Noah and Moses and Elijah and David and Jonah experienced great spiritual turmoil during their 40-day happenings. Now, Jesus would face the struggle between good and evil during his time in the wasteland. Jesus would indeed be “tempted by Satan,” and he would be made even more uneasy by the occurrence of “wild beasts.” Still he would also be consoled by the presence and assurance of angels who “ministered to him,” just as they had ministered to Israel fleeing Egypt and to Elijah fleeing Jezebel. And now, just as happened with Jesus’ Old Testament predecessors, the Savior’s struggle with diabolical forces for 40 days would lead to a resounding spiritual renewal: “Jesus came to Galilee proclaiming the gospel of God: ‘This is the time of fulfillment. The kingdom of God is at hand. Repent, and believe in the gospel.’” Christ’s sustained obedience in the wilderness spawned the new Israel of God there in the same Judean desert where the old Israel’s continued rebellions had brought forth only alienation and infidelity.

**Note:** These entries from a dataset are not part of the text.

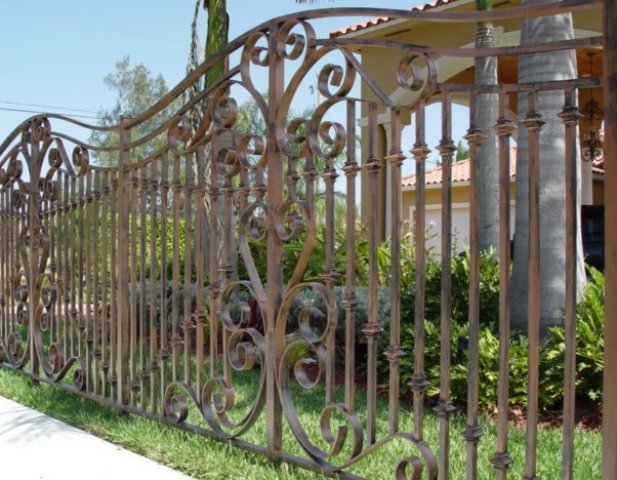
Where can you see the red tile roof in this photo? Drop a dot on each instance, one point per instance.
(373, 22)
(460, 172)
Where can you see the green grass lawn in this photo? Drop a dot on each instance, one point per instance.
(204, 458)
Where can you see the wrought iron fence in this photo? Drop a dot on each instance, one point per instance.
(204, 273)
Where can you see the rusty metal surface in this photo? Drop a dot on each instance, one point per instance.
(159, 284)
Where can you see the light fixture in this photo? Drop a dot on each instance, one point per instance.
(592, 143)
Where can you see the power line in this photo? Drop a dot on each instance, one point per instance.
(22, 110)
(8, 102)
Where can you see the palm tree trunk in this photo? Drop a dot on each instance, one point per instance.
(487, 157)
(536, 68)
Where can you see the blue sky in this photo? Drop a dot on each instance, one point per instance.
(55, 53)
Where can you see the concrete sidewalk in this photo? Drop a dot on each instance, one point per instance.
(34, 446)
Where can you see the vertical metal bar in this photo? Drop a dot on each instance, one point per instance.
(81, 253)
(104, 285)
(372, 329)
(351, 169)
(501, 459)
(75, 245)
(175, 281)
(67, 284)
(609, 413)
(96, 279)
(133, 282)
(330, 275)
(214, 289)
(187, 318)
(445, 408)
(472, 431)
(140, 338)
(533, 124)
(163, 317)
(200, 264)
(226, 268)
(153, 364)
(569, 116)
(123, 318)
(113, 285)
(88, 241)
(32, 222)
(274, 345)
(419, 383)
(394, 352)
(4, 221)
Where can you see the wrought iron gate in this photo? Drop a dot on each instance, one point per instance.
(200, 273)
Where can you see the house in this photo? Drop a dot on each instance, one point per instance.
(381, 62)
(460, 200)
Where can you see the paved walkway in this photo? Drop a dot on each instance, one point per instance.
(34, 446)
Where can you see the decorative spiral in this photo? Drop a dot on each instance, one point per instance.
(215, 405)
(224, 108)
(14, 346)
(175, 406)
(255, 54)
(418, 73)
(179, 132)
(38, 130)
(50, 189)
(316, 356)
(250, 146)
(296, 145)
(411, 462)
(333, 136)
(253, 223)
(291, 45)
(55, 158)
(15, 168)
(309, 314)
(242, 312)
(80, 376)
(291, 219)
(81, 159)
(55, 357)
(342, 79)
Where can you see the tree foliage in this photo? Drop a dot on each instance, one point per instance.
(137, 90)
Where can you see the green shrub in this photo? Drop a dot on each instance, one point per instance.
(589, 340)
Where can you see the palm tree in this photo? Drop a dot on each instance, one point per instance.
(487, 156)
(554, 66)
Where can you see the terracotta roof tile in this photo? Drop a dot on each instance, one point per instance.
(460, 172)
(373, 22)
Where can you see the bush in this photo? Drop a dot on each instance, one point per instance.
(589, 340)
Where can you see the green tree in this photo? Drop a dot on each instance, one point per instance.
(137, 90)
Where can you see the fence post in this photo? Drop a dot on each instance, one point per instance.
(609, 423)
(35, 231)
(275, 254)
(122, 317)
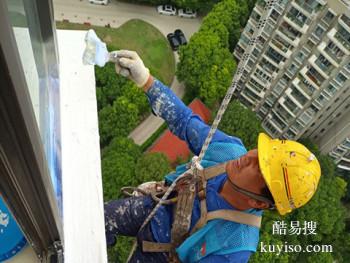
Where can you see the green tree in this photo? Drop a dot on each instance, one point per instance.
(152, 167)
(242, 123)
(117, 120)
(118, 166)
(206, 67)
(325, 208)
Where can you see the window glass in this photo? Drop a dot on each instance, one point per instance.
(11, 237)
(41, 76)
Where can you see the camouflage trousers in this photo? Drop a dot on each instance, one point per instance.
(125, 217)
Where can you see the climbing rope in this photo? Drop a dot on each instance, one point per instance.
(195, 165)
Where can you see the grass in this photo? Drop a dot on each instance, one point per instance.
(140, 36)
(153, 137)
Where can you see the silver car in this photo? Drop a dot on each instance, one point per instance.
(187, 12)
(166, 10)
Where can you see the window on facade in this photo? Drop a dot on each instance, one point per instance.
(271, 129)
(255, 16)
(343, 36)
(274, 15)
(278, 121)
(257, 86)
(328, 17)
(274, 55)
(298, 95)
(331, 89)
(300, 56)
(323, 63)
(267, 66)
(319, 31)
(284, 114)
(297, 17)
(334, 51)
(340, 78)
(291, 105)
(315, 76)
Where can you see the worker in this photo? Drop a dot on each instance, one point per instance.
(279, 174)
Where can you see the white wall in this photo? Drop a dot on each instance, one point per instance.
(84, 236)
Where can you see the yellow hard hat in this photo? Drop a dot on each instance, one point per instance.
(290, 170)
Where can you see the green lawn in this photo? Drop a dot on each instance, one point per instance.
(140, 36)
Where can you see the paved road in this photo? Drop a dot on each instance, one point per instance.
(116, 14)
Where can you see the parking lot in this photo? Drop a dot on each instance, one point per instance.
(116, 13)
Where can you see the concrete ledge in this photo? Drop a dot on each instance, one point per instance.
(83, 217)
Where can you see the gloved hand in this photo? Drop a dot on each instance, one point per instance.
(129, 64)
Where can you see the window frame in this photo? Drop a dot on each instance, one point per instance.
(25, 183)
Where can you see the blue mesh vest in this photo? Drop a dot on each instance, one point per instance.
(218, 236)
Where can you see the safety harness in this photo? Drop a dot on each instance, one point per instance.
(186, 190)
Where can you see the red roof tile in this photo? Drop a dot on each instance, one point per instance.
(172, 146)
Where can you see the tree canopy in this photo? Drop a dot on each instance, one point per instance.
(206, 64)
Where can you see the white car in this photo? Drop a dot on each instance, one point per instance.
(99, 2)
(166, 10)
(187, 12)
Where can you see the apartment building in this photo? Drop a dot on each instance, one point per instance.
(297, 78)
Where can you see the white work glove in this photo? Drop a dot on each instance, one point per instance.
(129, 64)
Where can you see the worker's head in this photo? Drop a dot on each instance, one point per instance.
(280, 173)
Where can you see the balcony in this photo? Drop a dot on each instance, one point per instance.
(343, 39)
(279, 45)
(304, 6)
(345, 22)
(336, 55)
(326, 68)
(297, 17)
(315, 76)
(289, 31)
(305, 86)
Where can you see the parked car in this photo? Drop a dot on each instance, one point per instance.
(99, 2)
(173, 40)
(180, 36)
(166, 10)
(187, 12)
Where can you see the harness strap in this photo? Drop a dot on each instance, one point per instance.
(235, 216)
(214, 171)
(148, 246)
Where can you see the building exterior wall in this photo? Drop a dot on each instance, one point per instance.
(297, 78)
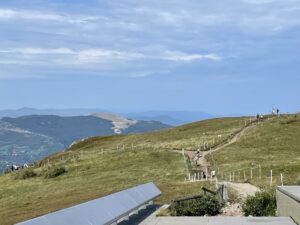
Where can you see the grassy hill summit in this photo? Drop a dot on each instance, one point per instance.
(99, 166)
(29, 138)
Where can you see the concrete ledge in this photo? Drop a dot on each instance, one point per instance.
(291, 191)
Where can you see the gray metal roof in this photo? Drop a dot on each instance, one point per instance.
(291, 191)
(102, 211)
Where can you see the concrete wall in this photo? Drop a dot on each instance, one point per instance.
(288, 206)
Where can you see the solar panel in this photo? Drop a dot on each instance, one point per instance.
(102, 211)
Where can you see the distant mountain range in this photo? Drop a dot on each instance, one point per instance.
(28, 138)
(173, 118)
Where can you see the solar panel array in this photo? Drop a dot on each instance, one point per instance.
(102, 211)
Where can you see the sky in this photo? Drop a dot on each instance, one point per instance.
(221, 57)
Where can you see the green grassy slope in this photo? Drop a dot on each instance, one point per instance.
(91, 177)
(273, 144)
(99, 166)
(189, 136)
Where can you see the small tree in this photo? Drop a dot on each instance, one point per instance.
(206, 205)
(261, 204)
(25, 174)
(55, 171)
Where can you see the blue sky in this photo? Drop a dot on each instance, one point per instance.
(222, 57)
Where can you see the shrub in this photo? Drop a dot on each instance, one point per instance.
(25, 174)
(55, 171)
(262, 204)
(206, 205)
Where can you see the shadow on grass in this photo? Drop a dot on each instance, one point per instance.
(142, 215)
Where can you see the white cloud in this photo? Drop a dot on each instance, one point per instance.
(85, 56)
(180, 56)
(11, 14)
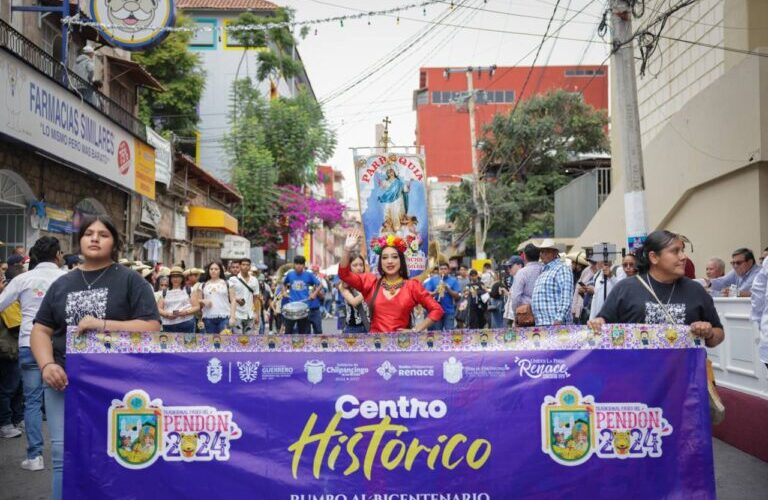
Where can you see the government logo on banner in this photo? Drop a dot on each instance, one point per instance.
(133, 24)
(573, 428)
(142, 430)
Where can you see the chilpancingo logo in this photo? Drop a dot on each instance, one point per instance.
(386, 440)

St. Mark’s account of Jesus’ 40-day experience in the desert with its emphasis on prayer and fasting, on spiritual renewal and self-denial, is certainly an appropriate start for Lent. Yet believers may briefly skip ahead to the Easter season where the Risen Christ, victorious over Satan on Calvary, would remain for forty days encouraging and strengthening his apostles and disciples until he would finally return to the Father on Ascension Day. Once again, 40 days signaled spiritual renewal, this time on a world-wide scale.

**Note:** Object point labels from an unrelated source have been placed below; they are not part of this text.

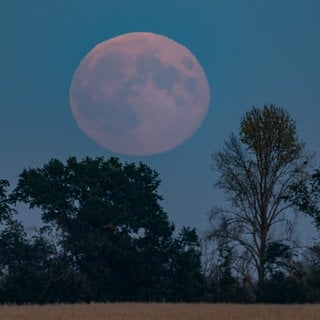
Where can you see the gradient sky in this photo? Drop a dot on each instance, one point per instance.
(253, 52)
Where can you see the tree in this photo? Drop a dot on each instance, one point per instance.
(255, 172)
(114, 240)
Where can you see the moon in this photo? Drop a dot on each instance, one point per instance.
(139, 94)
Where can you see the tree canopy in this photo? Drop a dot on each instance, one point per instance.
(255, 172)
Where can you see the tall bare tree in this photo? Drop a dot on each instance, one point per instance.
(255, 172)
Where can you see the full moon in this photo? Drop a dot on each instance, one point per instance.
(139, 94)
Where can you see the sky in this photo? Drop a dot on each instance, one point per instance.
(253, 52)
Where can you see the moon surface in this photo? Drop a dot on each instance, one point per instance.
(139, 94)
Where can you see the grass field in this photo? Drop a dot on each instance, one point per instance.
(160, 311)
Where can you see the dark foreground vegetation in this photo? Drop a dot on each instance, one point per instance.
(105, 237)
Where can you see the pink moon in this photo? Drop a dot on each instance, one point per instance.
(139, 94)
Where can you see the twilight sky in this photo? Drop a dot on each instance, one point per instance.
(252, 51)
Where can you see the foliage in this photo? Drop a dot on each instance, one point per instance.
(110, 238)
(255, 173)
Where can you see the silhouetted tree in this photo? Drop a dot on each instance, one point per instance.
(113, 239)
(255, 173)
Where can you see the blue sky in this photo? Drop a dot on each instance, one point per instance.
(253, 52)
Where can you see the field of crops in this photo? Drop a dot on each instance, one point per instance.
(160, 311)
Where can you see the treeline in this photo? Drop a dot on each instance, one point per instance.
(105, 237)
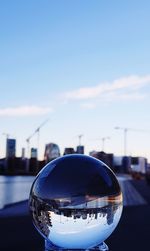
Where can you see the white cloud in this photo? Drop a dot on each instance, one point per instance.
(24, 111)
(123, 87)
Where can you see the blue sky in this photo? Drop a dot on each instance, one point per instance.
(85, 65)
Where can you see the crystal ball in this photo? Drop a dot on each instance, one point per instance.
(75, 202)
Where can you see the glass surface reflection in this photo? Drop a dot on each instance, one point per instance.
(76, 202)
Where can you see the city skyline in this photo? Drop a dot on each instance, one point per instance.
(84, 66)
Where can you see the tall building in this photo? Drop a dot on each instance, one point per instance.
(10, 148)
(52, 151)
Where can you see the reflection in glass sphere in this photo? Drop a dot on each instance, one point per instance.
(75, 202)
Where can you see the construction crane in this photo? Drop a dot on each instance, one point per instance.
(103, 139)
(37, 131)
(80, 136)
(125, 131)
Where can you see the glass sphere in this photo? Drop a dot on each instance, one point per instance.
(75, 202)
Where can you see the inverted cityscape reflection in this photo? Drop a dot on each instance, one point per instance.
(76, 202)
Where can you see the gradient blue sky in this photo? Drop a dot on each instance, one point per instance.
(83, 64)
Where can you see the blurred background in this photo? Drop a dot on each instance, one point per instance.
(75, 78)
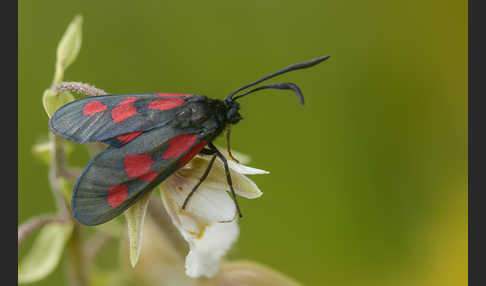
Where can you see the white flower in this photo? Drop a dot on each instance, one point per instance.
(208, 222)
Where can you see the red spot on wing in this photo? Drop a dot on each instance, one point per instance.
(127, 137)
(93, 107)
(193, 152)
(178, 145)
(149, 177)
(117, 195)
(165, 103)
(171, 94)
(124, 110)
(137, 165)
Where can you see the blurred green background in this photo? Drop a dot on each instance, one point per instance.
(368, 182)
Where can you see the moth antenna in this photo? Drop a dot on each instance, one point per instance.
(228, 131)
(287, 85)
(293, 67)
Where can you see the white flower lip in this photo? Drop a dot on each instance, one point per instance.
(208, 222)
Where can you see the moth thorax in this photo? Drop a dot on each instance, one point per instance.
(192, 114)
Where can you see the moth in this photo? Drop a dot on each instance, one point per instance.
(150, 136)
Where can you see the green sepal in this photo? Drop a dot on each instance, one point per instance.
(52, 101)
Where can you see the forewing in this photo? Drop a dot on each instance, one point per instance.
(117, 177)
(115, 119)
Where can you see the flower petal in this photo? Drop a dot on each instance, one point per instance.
(245, 170)
(216, 179)
(208, 242)
(135, 216)
(208, 204)
(205, 253)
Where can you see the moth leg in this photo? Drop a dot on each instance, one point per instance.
(228, 175)
(203, 177)
(228, 131)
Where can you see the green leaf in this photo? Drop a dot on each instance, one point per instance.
(45, 253)
(135, 216)
(68, 48)
(53, 101)
(42, 150)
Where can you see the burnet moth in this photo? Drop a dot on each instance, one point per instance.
(150, 136)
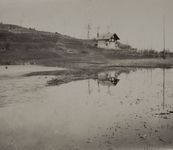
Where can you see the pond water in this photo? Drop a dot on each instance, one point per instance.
(88, 114)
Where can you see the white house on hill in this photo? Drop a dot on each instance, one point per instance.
(108, 41)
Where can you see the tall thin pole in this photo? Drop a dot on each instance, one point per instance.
(163, 88)
(88, 31)
(164, 37)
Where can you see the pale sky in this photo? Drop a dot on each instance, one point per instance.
(137, 22)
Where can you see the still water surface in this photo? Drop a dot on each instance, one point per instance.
(89, 115)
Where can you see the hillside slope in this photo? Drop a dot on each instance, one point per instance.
(19, 45)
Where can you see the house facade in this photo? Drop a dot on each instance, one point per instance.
(108, 41)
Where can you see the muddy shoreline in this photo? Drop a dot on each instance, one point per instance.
(81, 71)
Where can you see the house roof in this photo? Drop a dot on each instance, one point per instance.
(108, 36)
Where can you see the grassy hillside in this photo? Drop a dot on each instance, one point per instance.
(19, 45)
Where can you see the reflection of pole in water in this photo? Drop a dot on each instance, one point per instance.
(163, 88)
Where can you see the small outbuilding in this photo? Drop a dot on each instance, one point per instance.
(108, 41)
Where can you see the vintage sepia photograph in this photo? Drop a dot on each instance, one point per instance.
(86, 74)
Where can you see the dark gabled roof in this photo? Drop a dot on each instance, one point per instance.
(108, 36)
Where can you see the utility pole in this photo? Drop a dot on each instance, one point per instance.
(88, 31)
(163, 37)
(98, 30)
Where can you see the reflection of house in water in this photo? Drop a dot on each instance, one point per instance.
(108, 41)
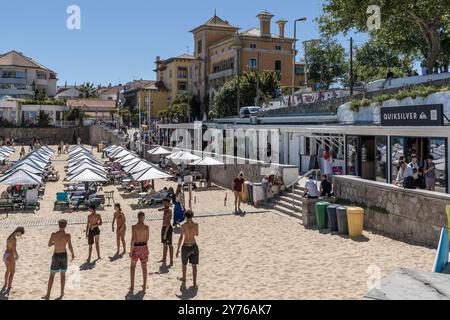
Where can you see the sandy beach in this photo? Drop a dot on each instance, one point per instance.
(262, 255)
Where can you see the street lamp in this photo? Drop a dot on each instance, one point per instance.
(237, 45)
(295, 56)
(306, 58)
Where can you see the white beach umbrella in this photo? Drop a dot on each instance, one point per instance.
(141, 165)
(78, 163)
(126, 159)
(28, 168)
(150, 174)
(83, 157)
(130, 162)
(111, 148)
(83, 166)
(115, 150)
(78, 151)
(79, 170)
(120, 154)
(207, 161)
(174, 154)
(37, 164)
(159, 151)
(87, 175)
(20, 177)
(8, 148)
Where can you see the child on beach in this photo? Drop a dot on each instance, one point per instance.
(167, 232)
(10, 257)
(121, 227)
(60, 241)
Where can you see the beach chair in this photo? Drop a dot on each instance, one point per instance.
(62, 199)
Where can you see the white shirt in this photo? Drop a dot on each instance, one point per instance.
(312, 188)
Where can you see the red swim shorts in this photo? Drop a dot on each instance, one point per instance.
(140, 253)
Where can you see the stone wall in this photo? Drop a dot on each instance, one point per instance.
(332, 105)
(414, 216)
(47, 135)
(98, 134)
(224, 175)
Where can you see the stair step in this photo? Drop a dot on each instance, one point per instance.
(288, 212)
(288, 198)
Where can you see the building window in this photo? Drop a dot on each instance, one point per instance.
(182, 86)
(13, 74)
(182, 73)
(278, 65)
(199, 46)
(41, 75)
(299, 70)
(223, 65)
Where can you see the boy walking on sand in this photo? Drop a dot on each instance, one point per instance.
(60, 241)
(139, 250)
(189, 251)
(167, 232)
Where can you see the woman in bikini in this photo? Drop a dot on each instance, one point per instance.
(121, 227)
(9, 258)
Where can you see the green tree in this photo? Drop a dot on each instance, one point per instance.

Scripture commentators often point out that the Bible’s forty day episodes, whether they involve Noah or Moses or Jonah or Christ, always highlight human reliance on God’s sustaining power while facing a challenging situation. God mysteriously allows select believers to endure these lengthy ordeals in order to seal their relationship with him by relying more on God’s help in perplexing circumstances rather than their own resources. These double score periods in the Bible show that even puzzling times allow humans to grow spiritually just as long as we rely on God’s grace during such trying intervals. The forty day’s endurance will often accompany some important moral or social purpose, such as renewing society, confronting public evil or strengthening a community’ faith.

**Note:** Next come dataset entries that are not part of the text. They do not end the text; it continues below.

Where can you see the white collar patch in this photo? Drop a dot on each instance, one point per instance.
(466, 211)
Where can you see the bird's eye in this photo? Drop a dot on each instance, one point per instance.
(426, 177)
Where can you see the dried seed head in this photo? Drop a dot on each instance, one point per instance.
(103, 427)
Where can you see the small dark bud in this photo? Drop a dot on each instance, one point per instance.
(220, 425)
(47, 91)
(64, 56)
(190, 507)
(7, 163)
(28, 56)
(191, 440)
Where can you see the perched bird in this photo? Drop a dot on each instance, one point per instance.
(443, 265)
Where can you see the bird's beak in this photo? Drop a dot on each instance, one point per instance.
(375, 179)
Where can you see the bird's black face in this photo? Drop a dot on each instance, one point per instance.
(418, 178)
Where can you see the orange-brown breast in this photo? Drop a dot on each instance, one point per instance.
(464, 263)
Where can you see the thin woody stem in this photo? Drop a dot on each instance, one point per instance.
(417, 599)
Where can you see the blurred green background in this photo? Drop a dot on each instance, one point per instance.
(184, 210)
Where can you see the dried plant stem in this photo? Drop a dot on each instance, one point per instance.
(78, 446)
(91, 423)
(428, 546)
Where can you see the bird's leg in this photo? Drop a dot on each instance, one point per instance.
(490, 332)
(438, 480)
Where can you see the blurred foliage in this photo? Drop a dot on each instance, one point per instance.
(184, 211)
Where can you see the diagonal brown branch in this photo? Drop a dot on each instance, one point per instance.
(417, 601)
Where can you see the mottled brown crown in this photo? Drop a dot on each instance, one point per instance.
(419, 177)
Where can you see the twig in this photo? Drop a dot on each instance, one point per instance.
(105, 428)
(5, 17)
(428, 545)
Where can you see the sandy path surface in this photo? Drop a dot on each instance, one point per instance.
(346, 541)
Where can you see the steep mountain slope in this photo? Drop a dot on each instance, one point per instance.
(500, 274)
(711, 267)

It is often also noted that these 40 day periods especially highlight God’s patience with us. God takes his time, one author noted, even with sinners. By often using 40-day episodes to symbolize periods of spiritual growth in the Bible, God is sending a message that growing spiritually is always a process, always a sojourn that takes time to complete. God is ever at work in our lives, but the Bible’s 40-day episodes symbolize those special times when God offers an opportunity to focus less on our own resources and more intensely on his strength. The Church’s season of Lent continues this opportunity.